Il a plu le jour de l'an et avec abondance dans la matinée. L'air est quasi chaud : les lilas s'y trompent et les pivoines partent avec entrain ; les rosiers verdoient, les sureaux et les chèvrefeuilles pointent ; les moucherons dansent la sarabande au-dessus des cours d'eau. Emmanuel Lemaire se rappelle une pareille température en 1903 où, au commencement de janvier, le jardin prenait sa livrée du début d'avril. Sous le soleil de midi, la grande humidité de l'atmosphère se résout en une pluie fine. Pauvres soldats dans la tranchée ! Le 13 et les jours suivants, le vent souffle en tempête et la pluie devient un grésil sous l'influence duquel baisse le thermomètre qui s'était maintenu jusque là aux environs de 12 degrés.

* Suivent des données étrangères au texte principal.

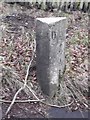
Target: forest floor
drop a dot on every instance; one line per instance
(17, 25)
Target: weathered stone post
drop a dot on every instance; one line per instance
(50, 48)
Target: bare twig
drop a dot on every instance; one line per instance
(20, 101)
(25, 81)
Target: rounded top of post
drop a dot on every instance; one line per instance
(51, 20)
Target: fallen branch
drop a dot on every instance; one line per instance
(25, 81)
(20, 101)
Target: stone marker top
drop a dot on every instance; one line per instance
(51, 20)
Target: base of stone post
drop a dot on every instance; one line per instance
(50, 52)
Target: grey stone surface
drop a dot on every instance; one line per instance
(50, 51)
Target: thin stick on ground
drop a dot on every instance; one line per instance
(20, 101)
(25, 81)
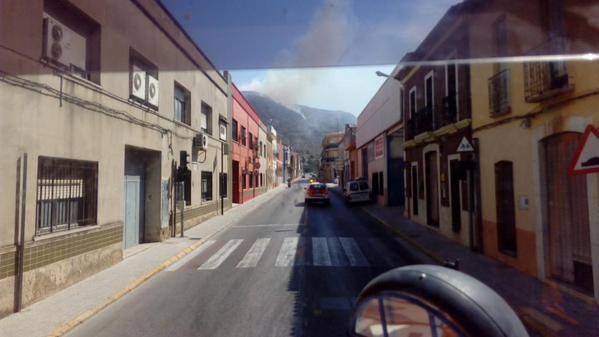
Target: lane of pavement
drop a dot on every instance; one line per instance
(284, 270)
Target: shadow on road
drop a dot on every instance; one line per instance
(323, 296)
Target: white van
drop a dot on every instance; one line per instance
(357, 191)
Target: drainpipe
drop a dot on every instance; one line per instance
(21, 241)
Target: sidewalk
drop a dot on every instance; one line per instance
(58, 313)
(545, 310)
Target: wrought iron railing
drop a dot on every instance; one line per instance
(499, 95)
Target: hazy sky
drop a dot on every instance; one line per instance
(320, 53)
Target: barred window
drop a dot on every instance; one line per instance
(67, 194)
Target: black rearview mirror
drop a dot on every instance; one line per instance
(430, 301)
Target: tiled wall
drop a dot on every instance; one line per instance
(38, 254)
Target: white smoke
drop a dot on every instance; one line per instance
(326, 41)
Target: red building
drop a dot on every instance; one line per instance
(245, 129)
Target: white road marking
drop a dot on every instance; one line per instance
(338, 258)
(190, 256)
(353, 252)
(286, 255)
(320, 252)
(253, 255)
(268, 225)
(222, 254)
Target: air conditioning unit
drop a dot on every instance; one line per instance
(200, 141)
(138, 83)
(64, 46)
(153, 90)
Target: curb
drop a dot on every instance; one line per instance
(70, 325)
(404, 237)
(65, 328)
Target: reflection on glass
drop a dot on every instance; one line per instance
(404, 317)
(368, 319)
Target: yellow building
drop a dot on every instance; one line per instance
(528, 118)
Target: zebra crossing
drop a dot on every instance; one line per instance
(292, 251)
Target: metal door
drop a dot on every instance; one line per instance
(432, 189)
(396, 183)
(134, 210)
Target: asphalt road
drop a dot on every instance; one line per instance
(285, 270)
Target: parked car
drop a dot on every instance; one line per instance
(317, 192)
(357, 191)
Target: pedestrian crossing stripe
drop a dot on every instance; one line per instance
(326, 252)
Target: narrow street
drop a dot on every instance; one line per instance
(285, 270)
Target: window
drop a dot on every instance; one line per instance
(206, 118)
(234, 131)
(143, 80)
(71, 40)
(67, 194)
(206, 186)
(223, 185)
(412, 103)
(504, 201)
(182, 105)
(243, 134)
(222, 130)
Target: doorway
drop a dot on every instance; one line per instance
(236, 190)
(454, 178)
(567, 214)
(432, 189)
(414, 174)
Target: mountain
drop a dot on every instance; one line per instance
(303, 127)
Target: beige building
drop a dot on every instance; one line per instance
(99, 101)
(331, 160)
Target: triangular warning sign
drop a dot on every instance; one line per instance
(586, 159)
(465, 145)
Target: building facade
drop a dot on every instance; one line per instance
(331, 160)
(528, 119)
(246, 153)
(347, 148)
(94, 138)
(379, 138)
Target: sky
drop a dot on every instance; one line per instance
(319, 53)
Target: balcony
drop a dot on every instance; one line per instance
(499, 94)
(543, 80)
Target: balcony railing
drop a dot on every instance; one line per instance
(421, 122)
(545, 79)
(499, 95)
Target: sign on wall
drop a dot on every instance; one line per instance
(586, 159)
(465, 145)
(379, 147)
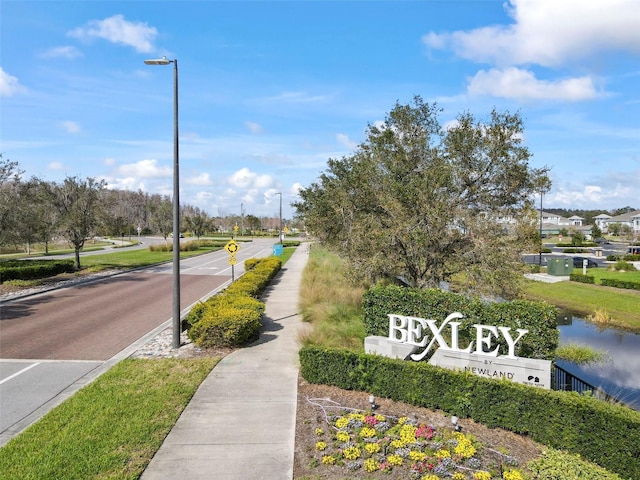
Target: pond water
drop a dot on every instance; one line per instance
(619, 375)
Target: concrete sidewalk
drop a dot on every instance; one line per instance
(240, 424)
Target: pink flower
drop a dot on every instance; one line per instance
(371, 420)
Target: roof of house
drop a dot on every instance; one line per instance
(626, 217)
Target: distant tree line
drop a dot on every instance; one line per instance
(423, 203)
(37, 211)
(588, 215)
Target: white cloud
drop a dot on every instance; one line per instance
(244, 178)
(291, 97)
(145, 169)
(522, 84)
(9, 85)
(67, 52)
(203, 179)
(58, 166)
(548, 33)
(117, 30)
(70, 126)
(614, 196)
(254, 128)
(345, 141)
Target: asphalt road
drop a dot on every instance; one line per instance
(54, 343)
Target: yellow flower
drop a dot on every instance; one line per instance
(511, 475)
(328, 460)
(372, 448)
(367, 432)
(464, 448)
(408, 433)
(443, 453)
(357, 416)
(351, 453)
(397, 443)
(417, 456)
(370, 465)
(342, 422)
(482, 475)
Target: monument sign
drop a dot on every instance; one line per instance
(407, 335)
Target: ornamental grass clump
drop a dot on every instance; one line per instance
(378, 443)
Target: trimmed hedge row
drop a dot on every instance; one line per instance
(33, 269)
(539, 318)
(627, 258)
(233, 317)
(606, 434)
(579, 277)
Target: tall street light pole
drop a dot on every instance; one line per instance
(176, 201)
(540, 232)
(280, 231)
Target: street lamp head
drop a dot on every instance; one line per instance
(158, 61)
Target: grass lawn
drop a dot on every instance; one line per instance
(621, 305)
(109, 429)
(135, 258)
(600, 273)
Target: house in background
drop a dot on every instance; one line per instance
(631, 219)
(552, 223)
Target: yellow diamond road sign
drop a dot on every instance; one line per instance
(232, 247)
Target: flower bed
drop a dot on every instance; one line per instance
(363, 440)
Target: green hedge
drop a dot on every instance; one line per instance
(33, 269)
(539, 318)
(606, 434)
(233, 317)
(254, 281)
(610, 282)
(579, 277)
(226, 327)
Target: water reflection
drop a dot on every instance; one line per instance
(619, 375)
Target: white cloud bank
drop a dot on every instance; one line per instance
(119, 31)
(547, 34)
(9, 85)
(520, 84)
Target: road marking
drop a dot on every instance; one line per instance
(19, 373)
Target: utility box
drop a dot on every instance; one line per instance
(560, 267)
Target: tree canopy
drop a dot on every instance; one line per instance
(424, 203)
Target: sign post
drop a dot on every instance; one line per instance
(232, 248)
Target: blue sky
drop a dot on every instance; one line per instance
(269, 90)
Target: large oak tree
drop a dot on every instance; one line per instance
(424, 203)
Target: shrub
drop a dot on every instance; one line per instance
(539, 318)
(562, 466)
(226, 327)
(232, 318)
(33, 269)
(601, 432)
(622, 265)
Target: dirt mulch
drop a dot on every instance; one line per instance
(310, 416)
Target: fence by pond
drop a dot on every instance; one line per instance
(567, 381)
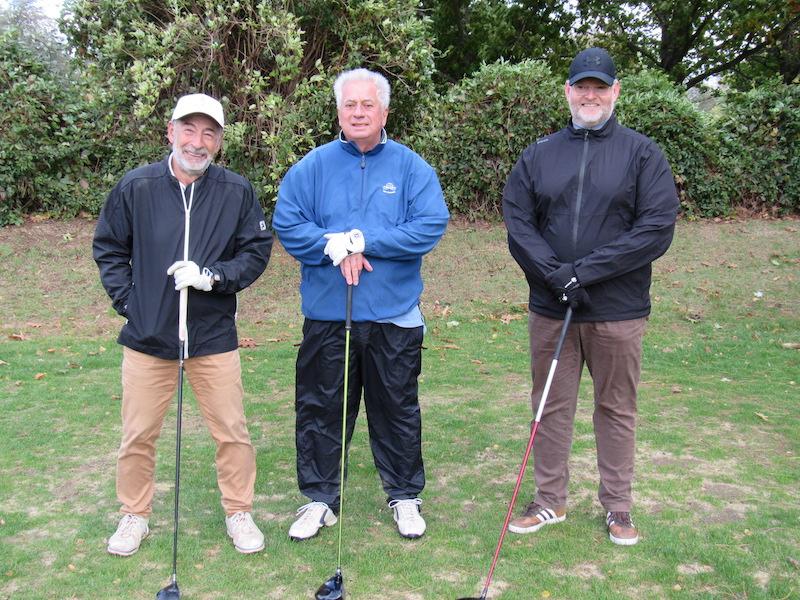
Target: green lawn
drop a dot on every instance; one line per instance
(718, 451)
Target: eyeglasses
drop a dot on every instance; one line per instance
(582, 89)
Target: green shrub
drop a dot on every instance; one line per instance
(271, 64)
(760, 132)
(482, 126)
(43, 143)
(654, 106)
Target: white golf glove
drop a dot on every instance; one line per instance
(340, 245)
(187, 273)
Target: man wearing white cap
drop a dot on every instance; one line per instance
(144, 259)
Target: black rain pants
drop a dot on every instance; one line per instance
(385, 362)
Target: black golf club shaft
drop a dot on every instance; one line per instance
(347, 326)
(534, 428)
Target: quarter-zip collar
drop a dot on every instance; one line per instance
(352, 148)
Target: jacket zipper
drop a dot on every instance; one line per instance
(579, 199)
(363, 177)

Le Allemands n'ont pas « tué l 'année » comme dans la nuit du 31 décembre 1914 au 1er janvier 1915. Le général von Nieber en avait fait la défense et des patrouilles circulaient. Quelques infirmières échauffées qui déchargeaient en l'air leurs revolvers, furent vivement emballées.

Au marché, le beurre vaut 3 fr. 75 la livre ; les œufs – rarissimes – 36 et 37 centimes la pièce ; un lapin moyen vaut 6 fr. 50 ; un poulet assez beau, 7 francs et un superbe canard, 10 francs. Pas de viande.

L'ÉVACUATION.

Le 11 janvier, cinquième évacuation. Les précédentes avaient eu lieu les 7, 8 et 9 mars et le 29 avril 1915.

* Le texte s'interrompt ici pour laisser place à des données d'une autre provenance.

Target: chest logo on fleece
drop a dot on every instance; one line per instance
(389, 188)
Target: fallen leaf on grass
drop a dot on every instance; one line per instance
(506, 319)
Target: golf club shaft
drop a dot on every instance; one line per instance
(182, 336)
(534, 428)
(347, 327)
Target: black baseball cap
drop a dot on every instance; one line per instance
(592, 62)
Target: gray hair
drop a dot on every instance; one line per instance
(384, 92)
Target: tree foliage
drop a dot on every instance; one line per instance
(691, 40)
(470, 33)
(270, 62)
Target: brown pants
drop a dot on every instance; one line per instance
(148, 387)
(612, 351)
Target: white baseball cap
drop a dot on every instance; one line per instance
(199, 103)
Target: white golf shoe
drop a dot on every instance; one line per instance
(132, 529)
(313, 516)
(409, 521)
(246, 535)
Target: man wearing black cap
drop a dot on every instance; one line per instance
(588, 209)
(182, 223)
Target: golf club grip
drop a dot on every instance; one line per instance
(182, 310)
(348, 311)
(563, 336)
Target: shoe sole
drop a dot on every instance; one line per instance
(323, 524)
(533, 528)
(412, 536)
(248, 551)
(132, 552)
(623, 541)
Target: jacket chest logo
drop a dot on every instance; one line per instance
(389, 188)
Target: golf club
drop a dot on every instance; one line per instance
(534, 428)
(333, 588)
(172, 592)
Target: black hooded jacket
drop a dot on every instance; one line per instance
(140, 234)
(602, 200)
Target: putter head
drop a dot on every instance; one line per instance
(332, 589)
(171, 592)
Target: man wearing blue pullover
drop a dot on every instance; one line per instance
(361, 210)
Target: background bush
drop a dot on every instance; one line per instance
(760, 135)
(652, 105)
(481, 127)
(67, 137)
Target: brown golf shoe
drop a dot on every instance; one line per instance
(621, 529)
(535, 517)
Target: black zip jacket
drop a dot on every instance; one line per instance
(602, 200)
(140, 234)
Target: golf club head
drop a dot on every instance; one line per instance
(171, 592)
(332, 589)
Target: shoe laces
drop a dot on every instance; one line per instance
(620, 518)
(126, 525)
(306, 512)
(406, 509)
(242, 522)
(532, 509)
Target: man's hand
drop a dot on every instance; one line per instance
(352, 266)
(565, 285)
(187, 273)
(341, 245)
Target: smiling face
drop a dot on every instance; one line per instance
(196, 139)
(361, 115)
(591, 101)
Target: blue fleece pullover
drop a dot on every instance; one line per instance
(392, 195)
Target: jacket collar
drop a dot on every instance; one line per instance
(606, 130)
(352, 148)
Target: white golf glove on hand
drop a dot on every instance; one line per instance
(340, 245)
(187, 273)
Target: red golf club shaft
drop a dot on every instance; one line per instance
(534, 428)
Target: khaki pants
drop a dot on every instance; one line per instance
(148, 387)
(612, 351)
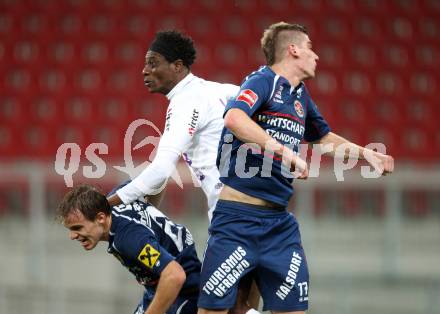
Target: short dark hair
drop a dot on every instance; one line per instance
(86, 199)
(270, 42)
(174, 45)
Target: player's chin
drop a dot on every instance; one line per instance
(89, 246)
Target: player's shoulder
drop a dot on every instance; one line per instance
(263, 77)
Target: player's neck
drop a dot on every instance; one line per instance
(107, 226)
(285, 71)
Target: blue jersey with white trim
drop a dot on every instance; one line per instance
(144, 240)
(287, 114)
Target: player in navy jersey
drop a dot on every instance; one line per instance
(158, 252)
(251, 230)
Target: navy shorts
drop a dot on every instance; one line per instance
(182, 305)
(246, 238)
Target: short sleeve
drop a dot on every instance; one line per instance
(139, 243)
(253, 93)
(316, 126)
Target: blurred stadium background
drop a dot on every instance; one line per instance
(71, 72)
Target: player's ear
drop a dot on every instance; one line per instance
(293, 50)
(178, 66)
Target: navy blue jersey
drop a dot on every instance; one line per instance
(287, 114)
(144, 240)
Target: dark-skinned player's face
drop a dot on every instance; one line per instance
(160, 76)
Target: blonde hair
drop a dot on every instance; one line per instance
(276, 36)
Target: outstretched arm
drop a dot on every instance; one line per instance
(384, 164)
(170, 282)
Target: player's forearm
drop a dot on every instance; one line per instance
(335, 141)
(170, 282)
(155, 200)
(152, 180)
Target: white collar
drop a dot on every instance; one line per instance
(179, 86)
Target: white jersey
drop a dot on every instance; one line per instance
(194, 122)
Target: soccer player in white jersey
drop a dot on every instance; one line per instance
(194, 122)
(194, 119)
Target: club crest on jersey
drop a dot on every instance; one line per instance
(248, 96)
(299, 108)
(148, 256)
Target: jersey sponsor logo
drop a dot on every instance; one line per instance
(290, 281)
(248, 96)
(227, 274)
(278, 96)
(148, 256)
(299, 108)
(192, 125)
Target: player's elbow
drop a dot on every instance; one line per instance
(176, 274)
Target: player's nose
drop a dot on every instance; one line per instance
(73, 235)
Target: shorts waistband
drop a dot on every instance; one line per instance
(254, 210)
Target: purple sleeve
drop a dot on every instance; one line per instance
(316, 126)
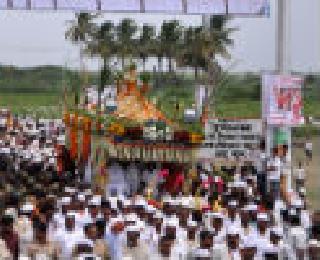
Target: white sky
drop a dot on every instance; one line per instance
(37, 38)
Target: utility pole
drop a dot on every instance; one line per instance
(282, 68)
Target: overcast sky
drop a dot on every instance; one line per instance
(37, 38)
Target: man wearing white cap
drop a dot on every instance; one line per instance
(134, 250)
(69, 236)
(262, 237)
(23, 227)
(115, 238)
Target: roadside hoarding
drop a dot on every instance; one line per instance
(170, 6)
(206, 6)
(215, 7)
(77, 5)
(282, 100)
(120, 5)
(19, 4)
(42, 4)
(255, 7)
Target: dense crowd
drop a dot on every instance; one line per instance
(45, 215)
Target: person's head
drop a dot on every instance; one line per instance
(247, 253)
(171, 230)
(93, 210)
(233, 241)
(70, 222)
(262, 223)
(165, 244)
(40, 229)
(192, 230)
(7, 224)
(206, 239)
(117, 228)
(101, 225)
(217, 223)
(132, 236)
(275, 237)
(245, 218)
(90, 231)
(158, 224)
(183, 216)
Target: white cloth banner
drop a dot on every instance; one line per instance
(248, 7)
(42, 4)
(163, 6)
(120, 5)
(19, 4)
(77, 5)
(206, 6)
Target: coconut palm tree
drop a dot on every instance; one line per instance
(79, 33)
(170, 38)
(126, 42)
(216, 40)
(192, 50)
(103, 46)
(146, 41)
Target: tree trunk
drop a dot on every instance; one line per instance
(122, 61)
(144, 63)
(159, 64)
(196, 73)
(170, 65)
(103, 78)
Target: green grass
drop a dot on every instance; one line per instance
(39, 104)
(239, 109)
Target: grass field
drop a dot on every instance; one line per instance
(312, 171)
(39, 104)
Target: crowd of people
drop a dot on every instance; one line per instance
(45, 215)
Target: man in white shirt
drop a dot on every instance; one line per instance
(308, 149)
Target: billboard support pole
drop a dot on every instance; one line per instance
(282, 67)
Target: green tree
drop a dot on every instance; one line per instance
(126, 39)
(80, 33)
(146, 42)
(103, 45)
(192, 50)
(216, 40)
(170, 38)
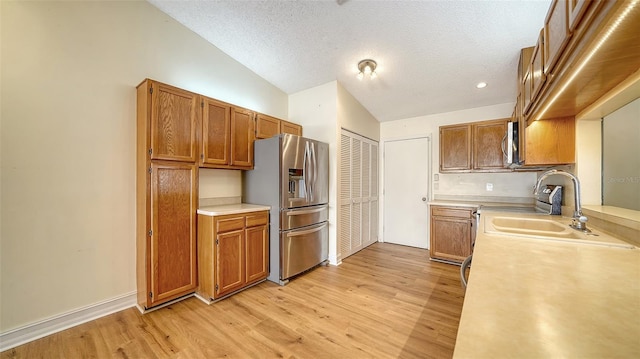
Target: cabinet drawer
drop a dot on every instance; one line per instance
(231, 223)
(257, 218)
(451, 212)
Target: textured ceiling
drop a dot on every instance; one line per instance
(430, 54)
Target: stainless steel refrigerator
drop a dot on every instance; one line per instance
(291, 174)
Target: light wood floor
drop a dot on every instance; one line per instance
(386, 301)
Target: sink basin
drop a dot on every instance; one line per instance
(531, 226)
(546, 228)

J'ai dit les nouvelles conditions de cette évacuation du 11 janvier qui, préparée de longtemps (Voir décembre 1915 : Le train d'évacuation), se fit, à l'encontre des précédentes, avec un ordre impeccable. Un avis était remis à chaque partant lui promettant la fusillade s'il était « trouvé avec des choses défendues, » c'est-à-dire avec d'autres papiers que des légitimations personnelles, des lettres étrangères et de l'argent. »

La visite des trente-cinq kilogrammes de bagages autorisés se fit tant à la Bourse du Commerce qu'au café du Midi par des infirmières et des douaniers allemands. Quelques femmes furent mises toutes nues. Or, on ne trouva rien, sauf une lettre cousue dans un bas de jupe. La porteuse ne fut pas fusillée, mais ne partit pas et le signataire, un tout jeune homme d'Origny-Saintre-Benoîte, fut envoy é sur les routes.

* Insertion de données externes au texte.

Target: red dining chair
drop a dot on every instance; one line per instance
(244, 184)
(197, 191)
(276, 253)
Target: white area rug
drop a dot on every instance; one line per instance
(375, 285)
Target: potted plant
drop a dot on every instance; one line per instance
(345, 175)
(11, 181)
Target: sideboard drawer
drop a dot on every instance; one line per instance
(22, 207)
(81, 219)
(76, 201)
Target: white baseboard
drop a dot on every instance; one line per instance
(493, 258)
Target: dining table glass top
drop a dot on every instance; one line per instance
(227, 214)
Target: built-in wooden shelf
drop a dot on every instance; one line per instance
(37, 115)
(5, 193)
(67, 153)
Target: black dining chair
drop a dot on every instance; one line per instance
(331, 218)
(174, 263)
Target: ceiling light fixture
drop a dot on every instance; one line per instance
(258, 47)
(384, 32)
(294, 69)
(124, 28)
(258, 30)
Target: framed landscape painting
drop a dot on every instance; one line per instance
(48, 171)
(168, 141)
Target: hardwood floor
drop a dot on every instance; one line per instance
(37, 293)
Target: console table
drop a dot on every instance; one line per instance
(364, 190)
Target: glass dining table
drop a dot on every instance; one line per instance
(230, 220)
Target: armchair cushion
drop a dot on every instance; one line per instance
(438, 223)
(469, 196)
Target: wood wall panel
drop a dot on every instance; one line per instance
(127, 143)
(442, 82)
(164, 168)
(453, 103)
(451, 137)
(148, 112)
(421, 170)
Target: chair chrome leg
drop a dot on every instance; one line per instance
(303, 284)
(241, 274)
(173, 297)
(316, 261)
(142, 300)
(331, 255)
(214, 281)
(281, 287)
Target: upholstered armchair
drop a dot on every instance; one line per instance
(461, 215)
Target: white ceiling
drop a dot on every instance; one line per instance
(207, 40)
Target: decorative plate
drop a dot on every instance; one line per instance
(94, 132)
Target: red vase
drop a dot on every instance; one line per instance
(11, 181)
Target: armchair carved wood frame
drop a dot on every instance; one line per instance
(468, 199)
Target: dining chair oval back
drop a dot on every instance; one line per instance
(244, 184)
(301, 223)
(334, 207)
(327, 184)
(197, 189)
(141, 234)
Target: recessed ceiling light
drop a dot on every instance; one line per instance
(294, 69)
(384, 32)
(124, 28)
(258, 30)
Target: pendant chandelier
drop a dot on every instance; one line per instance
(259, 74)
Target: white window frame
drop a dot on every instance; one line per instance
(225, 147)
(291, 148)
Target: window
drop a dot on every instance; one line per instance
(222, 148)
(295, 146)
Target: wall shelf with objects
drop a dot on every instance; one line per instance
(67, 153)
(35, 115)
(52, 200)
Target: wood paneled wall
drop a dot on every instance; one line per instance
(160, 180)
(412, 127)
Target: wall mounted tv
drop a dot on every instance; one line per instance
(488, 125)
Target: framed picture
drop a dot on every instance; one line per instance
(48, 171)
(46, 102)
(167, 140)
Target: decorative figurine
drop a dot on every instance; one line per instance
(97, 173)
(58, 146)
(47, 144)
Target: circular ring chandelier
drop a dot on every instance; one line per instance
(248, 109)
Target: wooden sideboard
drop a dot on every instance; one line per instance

Cependant, avec un peu d'imagination, on trompe les plus méfiants. Ma femme broda sur un col de fillette une longue lettre en métagraphie. L'effet de broderie orientale était charmant. Le col partit sur les épaules de la jeune nièce d'une dactylographe de la Banque de France qui, une fois de l'autre côté, mit en langage clair et envoya la traduction à nos enfants…

Les infirmières diplômées, réduites presque toutes au chômage par suite de la fermeture ou de la confiscation des ambulances françaises, avaient fait une démarche collective pour s'en aller. C'était une erreur, les Allemands – et pourtant on ne l'ignorait pas – ayant l'horreur des réclamations collectives. Ils refusèrent net et un officier en donna la raison en particulier : Ce sont des espionnes, dit-il. L'une d'elles, en effet, renvoyée individuellement en France libre quelque temps auparavant, avait un peu trop parlé, d'ailleurs pour ne rien dire, mais ses bavardages, rapportés par les journaux, hérissèrent les Allemands.

Finalement, il fut pris 69 places de 2e classe , dont 5 enfants, et 129 places de 3e classe, dont 9 enfants. Deux cents places gratuites avaient été distribuées tant à Saint-Quentin que dans les kommandanturs voisines. Enfin, un wagon de 1ère classe reçut trois personnes qui avaient demandé la faveur d'y monter avec le médecin et le chef de train. En tout, les allemands encaissèrent 8 420 marks et 70 pfennigs.

Le train se mit en marche le 11 janvier 1916, vers 11 heures du soir. La kommandantur avait demandé à la Ville cent cinquante rations seulement, se chargeant du reste. Or, le ravitaillement, sur le long parcours du territoire allemand, fut détestable.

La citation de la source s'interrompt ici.